I asked him to stay- but his hands were wrapped around my throat. I insisted anyway. No words I could think to formulate other than to convince him to not leave me. Stay. The words crumble like weak knees amongst a dying friend. You realize these things when you're close to the edge. About to jump.
He didn't need my convincing- His eyes struck me solid Half past twelve and his five o clock shadow was the only shade of midnight I care to remember. You took the time to hold my hands and now they're just spinning.
Clockwise mindset. A reminder I am set in my ways. The alarm clock sings- Tells me there are still things I have to remind myself to remember. But what good is memory when it is a shell casing of a bullet that was supposed to be lodged inside of your brain but it missed. Left you with a hole and now you can't remember where you came from.

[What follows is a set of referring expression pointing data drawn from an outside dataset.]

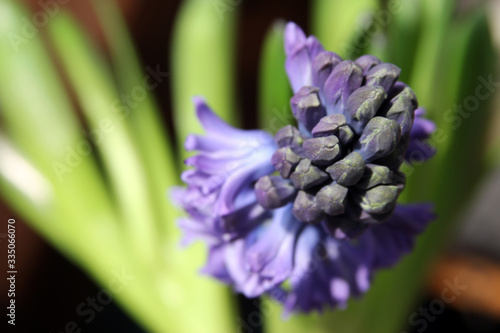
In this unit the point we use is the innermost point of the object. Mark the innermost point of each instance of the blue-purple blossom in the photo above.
(310, 214)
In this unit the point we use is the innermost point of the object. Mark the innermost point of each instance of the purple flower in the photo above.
(315, 207)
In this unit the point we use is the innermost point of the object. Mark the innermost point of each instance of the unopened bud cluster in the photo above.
(340, 166)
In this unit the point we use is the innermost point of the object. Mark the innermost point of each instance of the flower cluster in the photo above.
(316, 205)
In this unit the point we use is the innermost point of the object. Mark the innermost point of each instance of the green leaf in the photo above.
(346, 27)
(203, 52)
(274, 89)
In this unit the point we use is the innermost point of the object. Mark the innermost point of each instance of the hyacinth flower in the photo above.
(309, 215)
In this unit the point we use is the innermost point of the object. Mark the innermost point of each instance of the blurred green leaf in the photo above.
(203, 53)
(346, 27)
(274, 89)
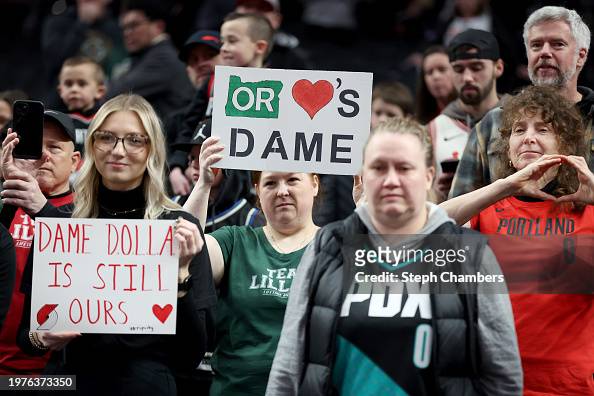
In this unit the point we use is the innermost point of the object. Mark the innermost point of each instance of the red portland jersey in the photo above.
(555, 331)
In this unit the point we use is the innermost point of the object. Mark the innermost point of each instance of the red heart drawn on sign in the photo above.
(312, 97)
(47, 317)
(162, 313)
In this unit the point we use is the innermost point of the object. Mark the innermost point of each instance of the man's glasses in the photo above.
(107, 141)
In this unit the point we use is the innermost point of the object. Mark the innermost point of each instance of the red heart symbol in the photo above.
(162, 313)
(312, 97)
(44, 313)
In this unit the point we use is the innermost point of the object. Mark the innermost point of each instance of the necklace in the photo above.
(276, 245)
(112, 212)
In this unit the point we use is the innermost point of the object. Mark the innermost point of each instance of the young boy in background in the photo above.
(81, 87)
(246, 41)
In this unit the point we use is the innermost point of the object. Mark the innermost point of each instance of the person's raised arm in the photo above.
(20, 188)
(197, 203)
(527, 181)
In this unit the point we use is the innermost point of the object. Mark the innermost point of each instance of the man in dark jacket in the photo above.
(59, 160)
(200, 53)
(155, 72)
(474, 56)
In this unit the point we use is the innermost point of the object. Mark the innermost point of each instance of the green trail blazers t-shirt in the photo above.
(251, 308)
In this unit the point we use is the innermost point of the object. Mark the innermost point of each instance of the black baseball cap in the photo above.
(63, 120)
(201, 133)
(473, 44)
(210, 38)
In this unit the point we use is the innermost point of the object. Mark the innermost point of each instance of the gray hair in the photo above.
(579, 30)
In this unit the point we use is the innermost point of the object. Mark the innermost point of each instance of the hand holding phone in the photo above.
(27, 122)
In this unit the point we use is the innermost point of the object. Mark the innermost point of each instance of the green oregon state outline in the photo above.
(235, 83)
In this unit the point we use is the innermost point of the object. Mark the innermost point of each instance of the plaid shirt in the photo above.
(480, 164)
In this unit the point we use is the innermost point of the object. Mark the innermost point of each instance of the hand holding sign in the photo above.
(209, 155)
(190, 243)
(585, 191)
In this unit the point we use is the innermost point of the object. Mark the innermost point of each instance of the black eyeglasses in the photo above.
(107, 141)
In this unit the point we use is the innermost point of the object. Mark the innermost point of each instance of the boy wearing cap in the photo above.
(229, 204)
(474, 56)
(58, 160)
(246, 40)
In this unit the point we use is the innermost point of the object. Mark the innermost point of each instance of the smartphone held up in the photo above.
(27, 122)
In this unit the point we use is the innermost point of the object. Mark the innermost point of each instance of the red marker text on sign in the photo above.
(63, 238)
(137, 240)
(65, 268)
(94, 310)
(126, 277)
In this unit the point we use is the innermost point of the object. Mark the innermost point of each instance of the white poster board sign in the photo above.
(292, 120)
(104, 276)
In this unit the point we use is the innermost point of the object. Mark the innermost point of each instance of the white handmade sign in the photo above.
(292, 120)
(104, 276)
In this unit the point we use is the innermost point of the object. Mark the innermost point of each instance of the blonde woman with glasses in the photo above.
(122, 177)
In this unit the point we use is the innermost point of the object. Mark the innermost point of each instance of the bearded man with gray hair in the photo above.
(557, 42)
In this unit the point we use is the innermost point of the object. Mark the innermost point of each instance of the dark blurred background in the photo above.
(385, 37)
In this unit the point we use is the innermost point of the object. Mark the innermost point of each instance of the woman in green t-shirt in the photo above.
(254, 268)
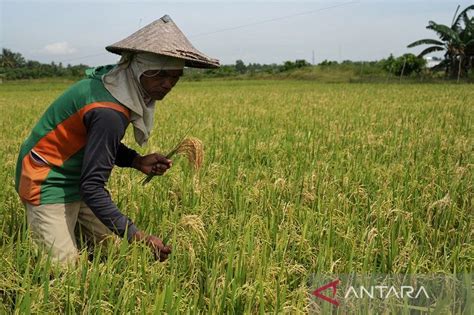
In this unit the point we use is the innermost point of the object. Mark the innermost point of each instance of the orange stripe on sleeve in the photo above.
(70, 135)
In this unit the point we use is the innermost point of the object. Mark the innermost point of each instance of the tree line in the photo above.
(13, 66)
(456, 41)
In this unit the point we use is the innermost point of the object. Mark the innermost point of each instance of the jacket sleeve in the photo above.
(125, 156)
(105, 129)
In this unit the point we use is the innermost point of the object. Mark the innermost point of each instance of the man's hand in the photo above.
(154, 163)
(160, 250)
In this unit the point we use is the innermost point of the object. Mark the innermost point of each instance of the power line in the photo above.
(242, 26)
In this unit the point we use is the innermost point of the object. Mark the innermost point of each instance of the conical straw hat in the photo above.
(163, 37)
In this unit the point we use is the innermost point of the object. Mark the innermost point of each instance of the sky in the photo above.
(74, 32)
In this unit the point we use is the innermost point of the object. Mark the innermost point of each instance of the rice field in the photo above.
(298, 178)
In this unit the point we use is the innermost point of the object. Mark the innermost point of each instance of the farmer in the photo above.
(65, 162)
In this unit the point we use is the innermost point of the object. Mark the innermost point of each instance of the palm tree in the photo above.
(457, 41)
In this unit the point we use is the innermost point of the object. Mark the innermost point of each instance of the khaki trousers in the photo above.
(57, 227)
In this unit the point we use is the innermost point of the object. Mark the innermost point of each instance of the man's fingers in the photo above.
(160, 159)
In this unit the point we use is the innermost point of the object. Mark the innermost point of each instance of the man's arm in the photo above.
(125, 156)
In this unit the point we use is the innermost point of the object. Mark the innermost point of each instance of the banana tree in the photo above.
(456, 41)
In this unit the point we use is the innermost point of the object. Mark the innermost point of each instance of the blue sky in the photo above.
(254, 31)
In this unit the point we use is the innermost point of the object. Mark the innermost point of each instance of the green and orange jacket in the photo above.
(72, 149)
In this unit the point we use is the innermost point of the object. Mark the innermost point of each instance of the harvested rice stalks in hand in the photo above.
(191, 148)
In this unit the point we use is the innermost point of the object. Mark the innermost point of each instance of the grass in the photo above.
(298, 178)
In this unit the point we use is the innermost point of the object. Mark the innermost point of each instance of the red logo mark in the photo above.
(332, 285)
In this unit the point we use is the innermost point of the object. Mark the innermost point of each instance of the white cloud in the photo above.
(60, 48)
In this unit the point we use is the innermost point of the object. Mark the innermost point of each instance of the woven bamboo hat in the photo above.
(163, 37)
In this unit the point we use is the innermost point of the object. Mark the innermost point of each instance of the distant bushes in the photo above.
(14, 67)
(404, 65)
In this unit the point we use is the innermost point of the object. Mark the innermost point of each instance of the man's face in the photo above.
(157, 83)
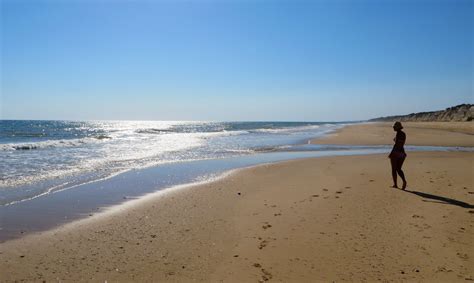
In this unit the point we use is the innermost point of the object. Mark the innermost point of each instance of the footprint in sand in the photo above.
(262, 244)
(266, 226)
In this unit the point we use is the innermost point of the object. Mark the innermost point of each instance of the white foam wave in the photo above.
(286, 129)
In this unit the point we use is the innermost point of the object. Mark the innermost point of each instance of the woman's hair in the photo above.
(398, 125)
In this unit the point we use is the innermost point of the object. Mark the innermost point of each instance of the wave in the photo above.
(52, 143)
(154, 131)
(285, 130)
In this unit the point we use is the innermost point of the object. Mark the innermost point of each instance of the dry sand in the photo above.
(320, 219)
(418, 133)
(310, 220)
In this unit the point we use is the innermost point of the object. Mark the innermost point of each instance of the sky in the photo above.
(229, 60)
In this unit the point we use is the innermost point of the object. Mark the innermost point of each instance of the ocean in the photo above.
(54, 172)
(41, 157)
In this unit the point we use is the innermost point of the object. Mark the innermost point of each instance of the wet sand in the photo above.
(418, 133)
(320, 219)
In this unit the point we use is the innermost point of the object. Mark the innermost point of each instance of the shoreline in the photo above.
(295, 220)
(204, 227)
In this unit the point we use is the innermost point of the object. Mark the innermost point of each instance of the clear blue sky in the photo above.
(234, 60)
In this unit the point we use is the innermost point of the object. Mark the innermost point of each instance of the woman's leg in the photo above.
(400, 172)
(393, 162)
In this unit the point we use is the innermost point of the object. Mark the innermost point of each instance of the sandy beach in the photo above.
(418, 133)
(321, 219)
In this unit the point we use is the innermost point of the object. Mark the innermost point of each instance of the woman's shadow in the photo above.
(440, 199)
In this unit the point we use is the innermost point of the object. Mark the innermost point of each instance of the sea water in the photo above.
(41, 157)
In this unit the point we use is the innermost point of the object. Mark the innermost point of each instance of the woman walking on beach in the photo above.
(397, 156)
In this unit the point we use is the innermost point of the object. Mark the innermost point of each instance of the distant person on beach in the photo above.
(398, 155)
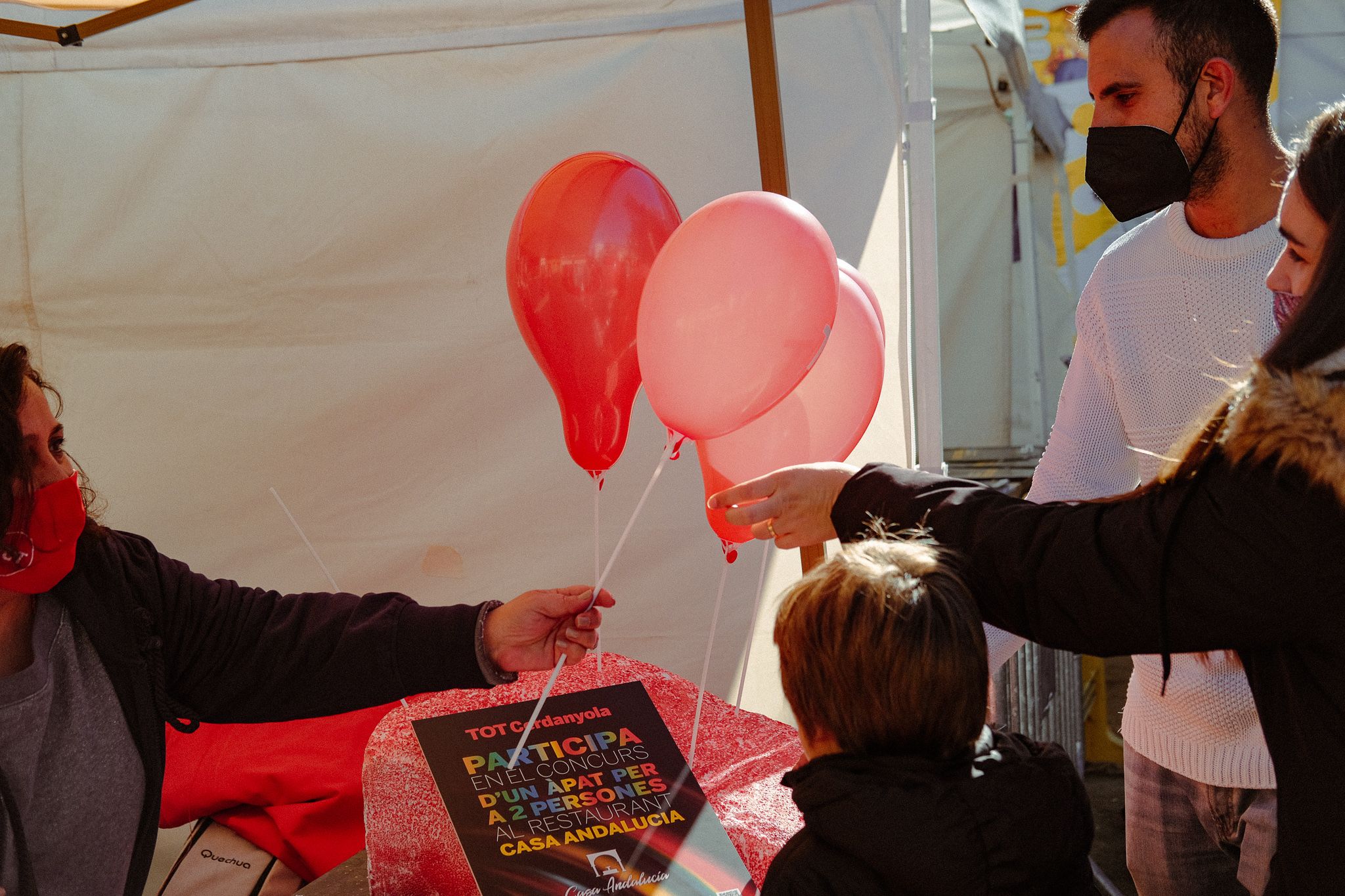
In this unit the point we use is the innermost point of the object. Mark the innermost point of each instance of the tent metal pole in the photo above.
(766, 96)
(925, 240)
(770, 123)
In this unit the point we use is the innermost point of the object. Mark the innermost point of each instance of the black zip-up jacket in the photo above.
(1012, 821)
(1248, 555)
(186, 649)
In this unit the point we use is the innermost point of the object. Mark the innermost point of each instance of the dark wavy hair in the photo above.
(1317, 328)
(15, 468)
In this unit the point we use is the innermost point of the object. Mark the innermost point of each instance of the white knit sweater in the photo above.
(1166, 322)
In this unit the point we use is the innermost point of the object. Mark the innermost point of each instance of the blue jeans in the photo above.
(1187, 839)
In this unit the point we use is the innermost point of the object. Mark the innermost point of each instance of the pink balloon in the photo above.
(847, 268)
(735, 312)
(821, 421)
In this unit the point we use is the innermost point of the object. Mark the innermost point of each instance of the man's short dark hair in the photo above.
(1192, 33)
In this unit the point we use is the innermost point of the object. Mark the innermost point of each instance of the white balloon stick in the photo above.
(598, 586)
(705, 667)
(311, 550)
(757, 609)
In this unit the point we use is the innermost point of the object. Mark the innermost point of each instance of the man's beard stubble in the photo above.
(1211, 168)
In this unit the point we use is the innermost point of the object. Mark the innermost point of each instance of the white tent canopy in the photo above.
(261, 245)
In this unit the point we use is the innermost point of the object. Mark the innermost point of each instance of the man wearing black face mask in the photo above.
(1174, 310)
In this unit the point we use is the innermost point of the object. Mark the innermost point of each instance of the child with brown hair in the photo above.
(906, 790)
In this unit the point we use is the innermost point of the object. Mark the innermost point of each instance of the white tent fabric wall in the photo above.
(989, 377)
(261, 245)
(1312, 62)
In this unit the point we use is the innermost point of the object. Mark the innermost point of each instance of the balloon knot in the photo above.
(677, 438)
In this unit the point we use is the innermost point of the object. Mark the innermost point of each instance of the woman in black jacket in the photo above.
(1241, 545)
(102, 640)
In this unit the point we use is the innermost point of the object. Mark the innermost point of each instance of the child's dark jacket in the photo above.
(1013, 820)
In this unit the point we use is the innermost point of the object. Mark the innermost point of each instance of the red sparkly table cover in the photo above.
(739, 762)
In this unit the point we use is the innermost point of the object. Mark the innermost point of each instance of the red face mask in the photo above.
(41, 551)
(1285, 307)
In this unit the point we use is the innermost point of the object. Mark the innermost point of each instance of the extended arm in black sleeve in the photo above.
(248, 654)
(1087, 576)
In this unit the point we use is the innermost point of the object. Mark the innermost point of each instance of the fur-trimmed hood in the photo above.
(1297, 418)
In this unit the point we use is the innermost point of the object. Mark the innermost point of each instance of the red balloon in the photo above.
(822, 419)
(579, 254)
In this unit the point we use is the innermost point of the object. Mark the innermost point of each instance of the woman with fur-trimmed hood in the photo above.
(1239, 545)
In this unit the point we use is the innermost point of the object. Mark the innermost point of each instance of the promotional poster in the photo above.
(599, 802)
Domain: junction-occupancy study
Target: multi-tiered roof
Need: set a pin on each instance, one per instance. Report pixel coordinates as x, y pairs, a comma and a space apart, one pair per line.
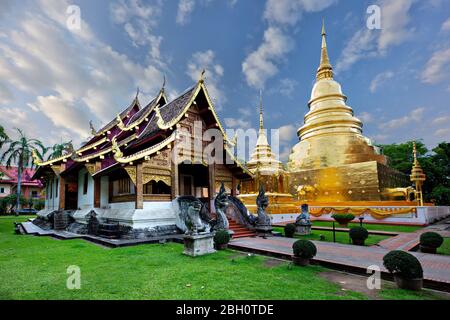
137, 133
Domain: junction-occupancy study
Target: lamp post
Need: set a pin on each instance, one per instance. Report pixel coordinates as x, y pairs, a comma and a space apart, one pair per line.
334, 233
360, 221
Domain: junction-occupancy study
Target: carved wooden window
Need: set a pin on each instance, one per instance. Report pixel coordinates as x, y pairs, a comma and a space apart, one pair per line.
85, 183
124, 186
154, 187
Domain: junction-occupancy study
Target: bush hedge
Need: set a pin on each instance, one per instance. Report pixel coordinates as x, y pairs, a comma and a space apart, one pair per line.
358, 233
431, 239
343, 216
289, 230
304, 249
403, 264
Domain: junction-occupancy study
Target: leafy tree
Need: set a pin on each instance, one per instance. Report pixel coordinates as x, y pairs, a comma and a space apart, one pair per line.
3, 136
436, 166
19, 152
58, 149
437, 169
401, 154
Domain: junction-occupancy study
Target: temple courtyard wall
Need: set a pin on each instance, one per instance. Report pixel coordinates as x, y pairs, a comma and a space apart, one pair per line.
421, 216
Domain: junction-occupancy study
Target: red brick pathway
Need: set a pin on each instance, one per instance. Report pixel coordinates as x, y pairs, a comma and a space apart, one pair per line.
436, 267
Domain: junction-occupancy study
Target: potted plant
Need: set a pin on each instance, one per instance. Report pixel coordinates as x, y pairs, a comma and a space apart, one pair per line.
343, 218
289, 230
221, 239
358, 235
407, 270
303, 251
430, 241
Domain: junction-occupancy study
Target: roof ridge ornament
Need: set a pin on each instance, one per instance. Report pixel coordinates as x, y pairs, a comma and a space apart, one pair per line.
202, 76
91, 126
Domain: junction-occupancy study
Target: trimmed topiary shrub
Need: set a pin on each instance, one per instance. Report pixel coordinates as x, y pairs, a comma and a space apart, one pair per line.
403, 264
343, 218
304, 249
358, 235
222, 237
431, 239
289, 230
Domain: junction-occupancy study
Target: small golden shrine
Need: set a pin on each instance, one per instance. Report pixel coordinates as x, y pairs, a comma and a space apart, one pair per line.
268, 171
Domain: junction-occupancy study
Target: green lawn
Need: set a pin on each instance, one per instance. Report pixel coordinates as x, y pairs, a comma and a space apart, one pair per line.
36, 268
379, 227
341, 237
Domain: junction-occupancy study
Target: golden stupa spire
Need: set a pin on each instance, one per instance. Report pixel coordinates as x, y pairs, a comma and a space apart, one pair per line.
261, 122
417, 176
325, 70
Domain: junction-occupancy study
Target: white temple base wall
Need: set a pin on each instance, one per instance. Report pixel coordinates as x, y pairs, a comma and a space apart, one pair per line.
424, 216
152, 215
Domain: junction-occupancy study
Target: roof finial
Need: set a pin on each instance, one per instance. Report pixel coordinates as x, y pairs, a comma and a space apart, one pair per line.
202, 75
261, 123
325, 70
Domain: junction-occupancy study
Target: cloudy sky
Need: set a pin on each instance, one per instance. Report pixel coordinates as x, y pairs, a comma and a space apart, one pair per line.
55, 79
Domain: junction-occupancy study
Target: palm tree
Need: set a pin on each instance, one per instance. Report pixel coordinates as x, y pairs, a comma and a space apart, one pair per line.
19, 152
3, 136
58, 149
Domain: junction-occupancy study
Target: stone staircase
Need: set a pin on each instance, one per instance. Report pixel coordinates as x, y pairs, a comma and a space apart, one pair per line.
240, 231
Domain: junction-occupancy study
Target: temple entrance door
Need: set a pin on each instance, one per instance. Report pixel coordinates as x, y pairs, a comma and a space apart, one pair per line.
71, 196
186, 185
193, 181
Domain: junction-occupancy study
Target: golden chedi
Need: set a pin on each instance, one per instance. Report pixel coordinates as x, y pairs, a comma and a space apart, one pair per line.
268, 171
333, 160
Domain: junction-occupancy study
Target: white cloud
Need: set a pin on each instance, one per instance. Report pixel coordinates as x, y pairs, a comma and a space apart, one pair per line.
6, 95
437, 68
214, 72
64, 115
235, 123
185, 8
96, 79
414, 116
261, 64
443, 133
139, 20
285, 87
289, 12
446, 25
380, 79
365, 43
441, 120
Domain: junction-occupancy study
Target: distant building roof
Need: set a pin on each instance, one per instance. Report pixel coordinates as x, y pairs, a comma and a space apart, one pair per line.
9, 176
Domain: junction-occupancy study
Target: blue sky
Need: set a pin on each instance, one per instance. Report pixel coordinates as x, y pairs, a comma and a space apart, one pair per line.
54, 80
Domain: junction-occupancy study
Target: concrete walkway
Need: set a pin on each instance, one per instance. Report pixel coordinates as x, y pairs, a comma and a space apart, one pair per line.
349, 257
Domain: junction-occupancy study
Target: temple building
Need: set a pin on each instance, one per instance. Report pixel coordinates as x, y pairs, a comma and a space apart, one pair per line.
333, 161
131, 169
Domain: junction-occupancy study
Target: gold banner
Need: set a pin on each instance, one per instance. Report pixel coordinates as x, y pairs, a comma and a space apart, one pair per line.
374, 212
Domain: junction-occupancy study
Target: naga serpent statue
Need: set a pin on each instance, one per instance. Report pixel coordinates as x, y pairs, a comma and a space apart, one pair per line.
262, 202
191, 217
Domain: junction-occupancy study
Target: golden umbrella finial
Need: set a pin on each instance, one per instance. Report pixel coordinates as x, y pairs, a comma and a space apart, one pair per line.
202, 75
261, 123
325, 70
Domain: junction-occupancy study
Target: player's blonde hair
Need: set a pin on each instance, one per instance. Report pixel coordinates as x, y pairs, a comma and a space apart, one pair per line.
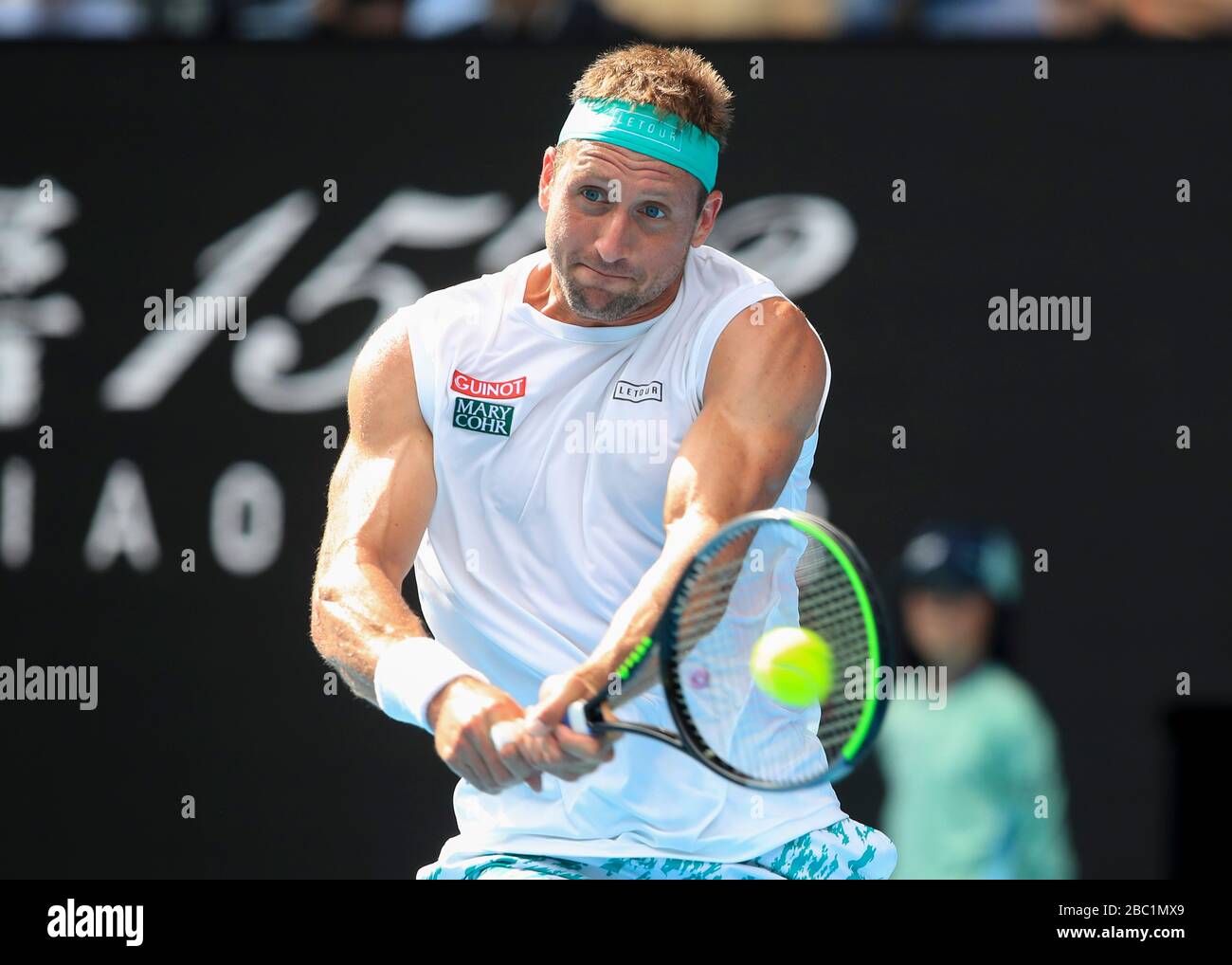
673, 81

I am moving on from this. From the hands of yours stuck around my throat keeping me from keeping him close. You are nothing to me now- Just a shadow not even a ghost Not even a figure I can make out inside of my mind anymore. You are nothing-
I realize my time is up when the clock strikes. Father Time says to me That not everything is set in stone And these hands will continuing turning even on days the watch is broken. So watch out for yourself.
These minutes should remind me to forget your face in the background. Ignore the ticking when it comes and tries to remind me why I take these pills. Just take them. Do not bury your hurt inside a foreign memory that doesn't know how to speak the language of recovery. Because these hands, They will continuing turning even when my watch is broken Even on days when I am too.